El Mandarín
El Mandarín
Transcurrió un mes.
Entretanto, rutinario y triste, yo iba poniendo mi caligrafía al servicio de los poderes públicos y admirando los domingos la habilidad enternecedora con que doña Augusta le quitaba la caspa a Couceiro. Ahora me resultaba evidente que aquella noche me había dormido sobre el infolio y que había soñado con una "Tentación de la montaña" con formas familiares. No obstante, instintivamente, empecé a buscar noticias de China. Iba a leer los telegramas a la Havanesa y lo que más me interesaba eran las noticias del Celeste Imperio, aunque en aquella época todo estaba tranquilo en la tierra de las razas amarillas... La Agencia Havas sólo hablaba de Herzegovina, de Bosnia, de Bulgaria y de otras curiosidades extranjeras...

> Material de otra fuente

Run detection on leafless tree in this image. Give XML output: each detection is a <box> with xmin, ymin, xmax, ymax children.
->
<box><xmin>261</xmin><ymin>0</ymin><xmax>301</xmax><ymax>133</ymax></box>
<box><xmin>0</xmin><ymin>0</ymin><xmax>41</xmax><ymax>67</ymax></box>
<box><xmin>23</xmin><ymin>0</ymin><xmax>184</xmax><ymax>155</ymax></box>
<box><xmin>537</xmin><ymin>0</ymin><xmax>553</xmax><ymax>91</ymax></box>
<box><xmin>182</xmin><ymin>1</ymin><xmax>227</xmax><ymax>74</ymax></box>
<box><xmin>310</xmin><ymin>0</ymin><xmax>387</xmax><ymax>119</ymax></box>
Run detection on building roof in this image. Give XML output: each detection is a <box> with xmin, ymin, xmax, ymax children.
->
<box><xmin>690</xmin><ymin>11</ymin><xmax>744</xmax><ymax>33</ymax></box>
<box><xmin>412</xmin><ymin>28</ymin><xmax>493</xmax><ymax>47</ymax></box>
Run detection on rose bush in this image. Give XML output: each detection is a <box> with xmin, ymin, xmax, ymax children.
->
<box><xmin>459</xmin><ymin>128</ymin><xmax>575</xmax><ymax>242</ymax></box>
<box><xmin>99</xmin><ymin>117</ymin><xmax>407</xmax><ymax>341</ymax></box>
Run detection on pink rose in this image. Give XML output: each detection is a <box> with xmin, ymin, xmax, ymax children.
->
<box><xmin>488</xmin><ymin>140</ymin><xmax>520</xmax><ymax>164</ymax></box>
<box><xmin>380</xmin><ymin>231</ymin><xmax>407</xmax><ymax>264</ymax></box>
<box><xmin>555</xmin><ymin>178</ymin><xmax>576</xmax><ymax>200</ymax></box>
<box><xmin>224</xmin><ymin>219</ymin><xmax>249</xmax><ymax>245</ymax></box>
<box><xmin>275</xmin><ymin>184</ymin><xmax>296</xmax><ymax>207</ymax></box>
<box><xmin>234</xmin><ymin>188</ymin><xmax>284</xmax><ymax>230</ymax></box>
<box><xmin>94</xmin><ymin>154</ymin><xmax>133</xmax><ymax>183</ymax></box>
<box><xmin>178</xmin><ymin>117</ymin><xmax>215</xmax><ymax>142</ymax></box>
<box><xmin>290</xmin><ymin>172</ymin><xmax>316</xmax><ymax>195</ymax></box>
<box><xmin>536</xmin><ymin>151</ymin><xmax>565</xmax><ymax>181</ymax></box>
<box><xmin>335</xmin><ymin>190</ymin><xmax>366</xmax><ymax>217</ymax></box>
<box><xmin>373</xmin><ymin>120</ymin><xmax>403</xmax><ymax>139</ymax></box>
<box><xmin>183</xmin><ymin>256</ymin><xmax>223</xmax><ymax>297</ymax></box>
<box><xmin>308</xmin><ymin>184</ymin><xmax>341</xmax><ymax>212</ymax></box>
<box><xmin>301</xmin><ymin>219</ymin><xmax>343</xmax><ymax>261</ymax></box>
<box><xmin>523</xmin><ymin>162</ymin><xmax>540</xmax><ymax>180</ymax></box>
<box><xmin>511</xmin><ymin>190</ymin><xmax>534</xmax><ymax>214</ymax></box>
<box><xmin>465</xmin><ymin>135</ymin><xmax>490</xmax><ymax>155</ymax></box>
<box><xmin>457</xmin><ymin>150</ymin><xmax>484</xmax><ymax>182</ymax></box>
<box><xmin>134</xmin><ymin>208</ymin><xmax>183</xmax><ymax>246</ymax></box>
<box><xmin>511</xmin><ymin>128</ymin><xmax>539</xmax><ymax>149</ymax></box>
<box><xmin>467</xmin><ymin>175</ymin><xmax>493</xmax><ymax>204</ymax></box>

Poco a poco fui olvidando mi fantasmal suceso y, al mismo tiempo, mientras mi espíritu se apaciguaba, volvieron a agitarse mis antiguas ambiciones: un ascenso, el seno amante de una Lola, bistecs más tiernos que los de doña Augusta. Pero esos lujos me parecían tan inalcanzables, tan surgidos de mis sueños como los propios millones del Mandarín. Y por el desierto fue avanzando lenta y monótonamente la caravana de mis melancolías.